DSALT combines **local causal windows** (adaptive, growing with position) with **global landmark tokens** (top-k per head):

```
┌─ Local Attention ──────┬─ Global Landmarks ────┐
│ Recent N tokens        │ Top-K informative     │
│ (adaptive window)      │ (hybrid energy score) │
└───────────────────────┴──────────────────────┘
         ↓                         ↓
         └─────────────┬───────────┘
                       ↓
            Sparse Attention Output
```

### Key Components

1. **`DSALTAttention`**: Multi-head sparse attention module
   - Adaptive window size prediction per token
   - Landmark token selection (no gradient)
   - Sparse kernel computation (Triton or CPU fallback)
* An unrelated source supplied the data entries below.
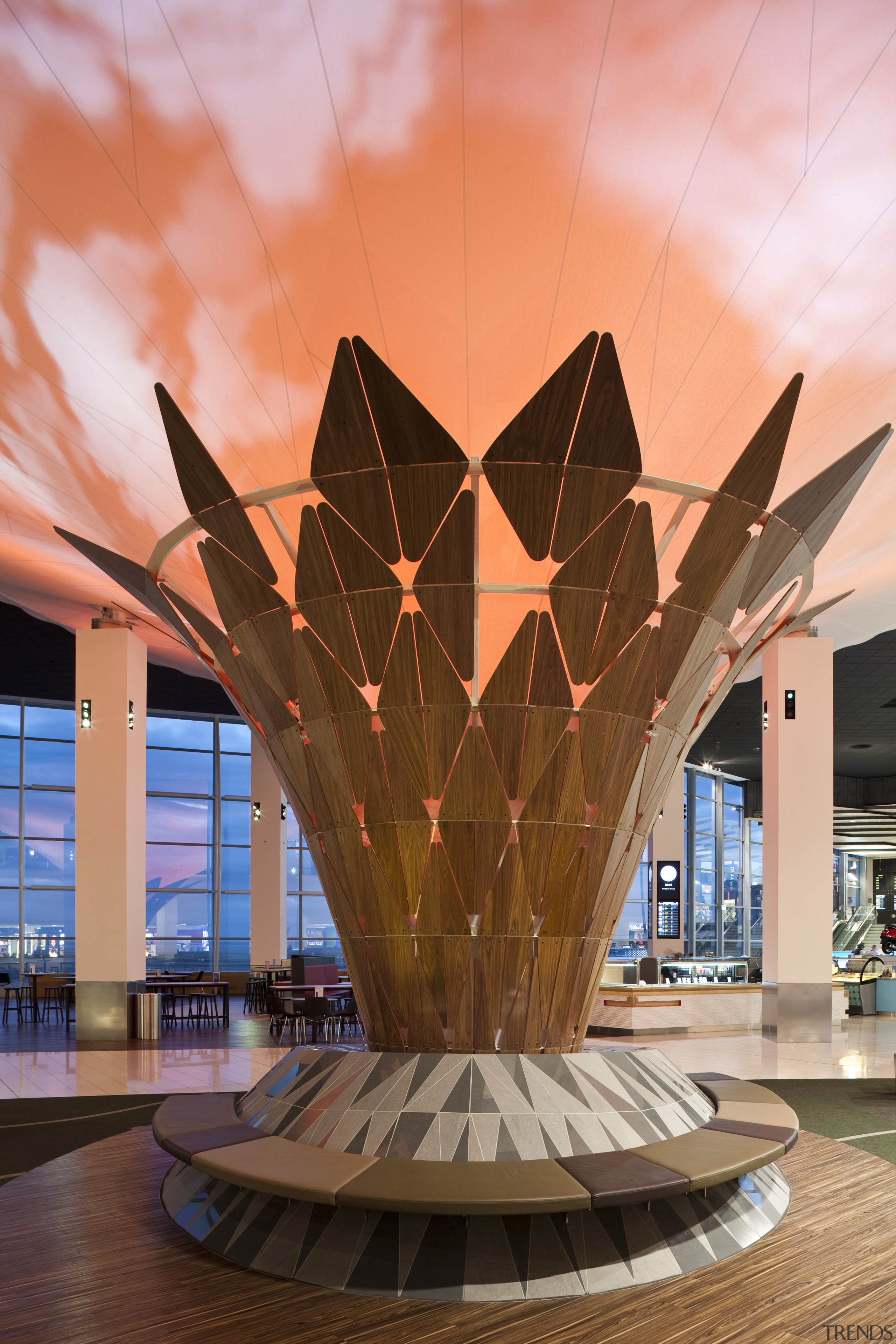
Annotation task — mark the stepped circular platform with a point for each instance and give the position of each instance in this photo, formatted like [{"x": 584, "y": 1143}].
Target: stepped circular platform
[{"x": 477, "y": 1178}]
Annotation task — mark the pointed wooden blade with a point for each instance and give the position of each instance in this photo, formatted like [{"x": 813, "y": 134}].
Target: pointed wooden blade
[
  {"x": 207, "y": 492},
  {"x": 524, "y": 464},
  {"x": 133, "y": 579},
  {"x": 347, "y": 464},
  {"x": 426, "y": 468}
]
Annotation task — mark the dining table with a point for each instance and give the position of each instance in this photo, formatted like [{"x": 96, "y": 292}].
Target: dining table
[{"x": 166, "y": 987}]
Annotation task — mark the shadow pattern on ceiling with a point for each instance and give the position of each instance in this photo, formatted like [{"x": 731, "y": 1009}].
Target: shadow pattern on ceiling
[{"x": 476, "y": 843}]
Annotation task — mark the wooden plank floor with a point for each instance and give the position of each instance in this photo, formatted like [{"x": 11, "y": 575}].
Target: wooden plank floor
[{"x": 88, "y": 1256}]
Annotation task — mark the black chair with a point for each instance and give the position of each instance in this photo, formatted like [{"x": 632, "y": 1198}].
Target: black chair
[
  {"x": 347, "y": 1016},
  {"x": 256, "y": 995},
  {"x": 319, "y": 1013},
  {"x": 8, "y": 988},
  {"x": 285, "y": 1011}
]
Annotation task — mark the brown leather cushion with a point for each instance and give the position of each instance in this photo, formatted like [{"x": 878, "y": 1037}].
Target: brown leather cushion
[
  {"x": 710, "y": 1156},
  {"x": 191, "y": 1112},
  {"x": 777, "y": 1134},
  {"x": 281, "y": 1167},
  {"x": 622, "y": 1179},
  {"x": 735, "y": 1089},
  {"x": 203, "y": 1140},
  {"x": 412, "y": 1187},
  {"x": 760, "y": 1113}
]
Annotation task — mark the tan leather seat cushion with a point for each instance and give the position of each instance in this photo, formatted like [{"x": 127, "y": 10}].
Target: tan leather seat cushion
[
  {"x": 734, "y": 1089},
  {"x": 409, "y": 1187},
  {"x": 281, "y": 1167},
  {"x": 760, "y": 1113},
  {"x": 707, "y": 1156}
]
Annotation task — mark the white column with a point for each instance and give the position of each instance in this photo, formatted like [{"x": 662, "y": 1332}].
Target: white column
[
  {"x": 798, "y": 820},
  {"x": 268, "y": 910},
  {"x": 111, "y": 830},
  {"x": 667, "y": 846}
]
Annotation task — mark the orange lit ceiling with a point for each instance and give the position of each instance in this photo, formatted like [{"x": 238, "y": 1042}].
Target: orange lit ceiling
[{"x": 211, "y": 194}]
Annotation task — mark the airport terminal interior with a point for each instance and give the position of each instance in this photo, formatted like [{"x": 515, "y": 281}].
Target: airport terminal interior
[{"x": 448, "y": 671}]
2. **`WindowSizePredictor`**: Learned dynamic window module
   - Predicts continuous window sizes
   - Enables attention scope to adapt to token importance
   - Regularization: entropy loss on window decisions

3. **`HybridEnergyScorer`** (in kernels): Landmark selection
   - Computes energy scores per token (norm-based)
   - Z-score normalization
   - Top-k selection per head
   - Excludes tokens in local window (redundancy-aware)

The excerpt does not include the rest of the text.